I'm so glad I read Lonely Werewolf Girl before Odd Thomas. LWG sustains me now. When I encounter a badly-written book, at least I know there are great ones out there, that are what perfect reading and perfect books are all about. It's been a few weeks now since I read it, and I keep coming back to it in my mind, replaying my favourite parts, thinking about the characters. LWG is quickly moving from my list of favourite books this year, to the list of the best books I've ever read. I think some friends and family members might find this one under the Christmas tree this year...I also love The Woman in Black, and find after letting it sit for 6 weeks in my mind, that it is still so creepy that I won't let myself think about the book for too long in case I start getting scared again. Now that is a ghost story.

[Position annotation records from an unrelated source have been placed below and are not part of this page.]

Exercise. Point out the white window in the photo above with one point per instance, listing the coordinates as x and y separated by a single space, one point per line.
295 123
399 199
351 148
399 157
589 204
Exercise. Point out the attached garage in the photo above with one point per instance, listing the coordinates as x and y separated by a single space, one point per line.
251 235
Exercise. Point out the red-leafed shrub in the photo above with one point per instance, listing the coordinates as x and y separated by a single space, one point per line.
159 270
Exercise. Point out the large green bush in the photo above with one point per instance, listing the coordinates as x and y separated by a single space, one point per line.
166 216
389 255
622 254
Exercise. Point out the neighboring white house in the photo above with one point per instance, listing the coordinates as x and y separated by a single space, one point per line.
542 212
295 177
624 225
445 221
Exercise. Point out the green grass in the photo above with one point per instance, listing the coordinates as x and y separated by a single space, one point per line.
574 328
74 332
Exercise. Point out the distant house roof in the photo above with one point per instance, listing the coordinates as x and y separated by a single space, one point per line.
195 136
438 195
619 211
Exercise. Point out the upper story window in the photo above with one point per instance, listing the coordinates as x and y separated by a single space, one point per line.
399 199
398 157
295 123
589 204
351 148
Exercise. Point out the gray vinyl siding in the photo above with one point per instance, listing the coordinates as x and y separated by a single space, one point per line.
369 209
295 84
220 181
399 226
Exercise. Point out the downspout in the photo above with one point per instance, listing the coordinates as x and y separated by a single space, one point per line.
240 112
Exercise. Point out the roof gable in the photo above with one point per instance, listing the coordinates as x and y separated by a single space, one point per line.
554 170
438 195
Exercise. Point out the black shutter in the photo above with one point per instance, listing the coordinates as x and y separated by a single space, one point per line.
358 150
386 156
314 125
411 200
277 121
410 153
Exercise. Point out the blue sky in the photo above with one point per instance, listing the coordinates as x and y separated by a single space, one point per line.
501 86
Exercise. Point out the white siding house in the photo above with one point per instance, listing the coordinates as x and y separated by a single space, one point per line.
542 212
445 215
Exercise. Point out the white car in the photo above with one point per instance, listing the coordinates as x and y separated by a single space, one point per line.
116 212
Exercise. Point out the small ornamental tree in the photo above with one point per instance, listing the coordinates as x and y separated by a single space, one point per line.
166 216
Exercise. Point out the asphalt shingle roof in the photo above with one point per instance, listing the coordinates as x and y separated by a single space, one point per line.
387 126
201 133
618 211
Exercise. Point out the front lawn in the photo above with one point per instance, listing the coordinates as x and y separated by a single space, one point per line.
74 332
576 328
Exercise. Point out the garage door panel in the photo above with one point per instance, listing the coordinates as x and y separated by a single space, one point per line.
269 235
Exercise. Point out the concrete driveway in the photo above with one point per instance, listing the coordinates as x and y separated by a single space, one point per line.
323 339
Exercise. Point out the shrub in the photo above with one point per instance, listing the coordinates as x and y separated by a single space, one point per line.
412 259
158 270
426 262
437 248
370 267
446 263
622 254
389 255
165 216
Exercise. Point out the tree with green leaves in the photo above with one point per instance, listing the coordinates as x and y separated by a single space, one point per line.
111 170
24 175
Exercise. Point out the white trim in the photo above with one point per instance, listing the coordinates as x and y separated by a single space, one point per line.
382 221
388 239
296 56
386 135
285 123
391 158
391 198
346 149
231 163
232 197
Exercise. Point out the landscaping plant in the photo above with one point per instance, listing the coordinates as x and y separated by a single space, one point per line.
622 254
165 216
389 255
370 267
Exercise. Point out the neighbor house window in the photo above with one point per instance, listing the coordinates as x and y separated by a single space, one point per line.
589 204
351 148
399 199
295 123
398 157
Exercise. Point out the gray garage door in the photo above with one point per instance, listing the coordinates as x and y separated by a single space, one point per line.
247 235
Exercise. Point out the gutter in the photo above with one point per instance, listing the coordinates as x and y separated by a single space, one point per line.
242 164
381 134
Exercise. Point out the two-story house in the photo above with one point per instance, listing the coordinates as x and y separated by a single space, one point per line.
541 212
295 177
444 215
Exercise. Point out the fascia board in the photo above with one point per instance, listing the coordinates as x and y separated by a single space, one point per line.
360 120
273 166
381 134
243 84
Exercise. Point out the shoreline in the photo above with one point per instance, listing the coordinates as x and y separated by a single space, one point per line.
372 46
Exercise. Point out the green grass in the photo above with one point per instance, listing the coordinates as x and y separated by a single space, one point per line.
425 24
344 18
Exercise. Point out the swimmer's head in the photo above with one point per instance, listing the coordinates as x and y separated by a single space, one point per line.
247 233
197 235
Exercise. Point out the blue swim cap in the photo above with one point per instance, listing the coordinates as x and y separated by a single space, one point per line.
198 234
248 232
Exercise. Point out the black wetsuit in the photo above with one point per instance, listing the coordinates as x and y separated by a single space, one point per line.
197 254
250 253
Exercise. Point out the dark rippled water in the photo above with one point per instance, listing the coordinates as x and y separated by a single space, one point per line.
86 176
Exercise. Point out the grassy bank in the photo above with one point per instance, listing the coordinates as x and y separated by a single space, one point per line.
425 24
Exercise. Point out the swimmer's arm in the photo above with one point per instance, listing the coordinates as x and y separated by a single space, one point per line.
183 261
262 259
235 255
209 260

Odd Thomas finishes that section of the 888 challenge for me; I've completed two sections now, and have two more sections I hope to complete in November. So I'm not going to complete the whole challenge, but I have read 44/64 books so far in the challenge, which is a very good achievement for me. I've also now read 11/4 books in the RIP3 challenge! With Tamsin now, and Northanger Abbey or Thirteenth Letter, I haven't quite decided what to end the challenge on, I will have read 13 books for the challenge, which is a very appropriate number to end the challenge on Hallowe'en with!! (Carl, do I get any bonus points for this?)

PS note to Koontz fans: Please don't write and tell me I will go to Book Hell for dismissing your all-time favourite horror writer. I already feel badly enough that I didn't see what was so great in the book, when everyone, and I mean everyone, has only had good things to say about it. I'm back in that group of one again!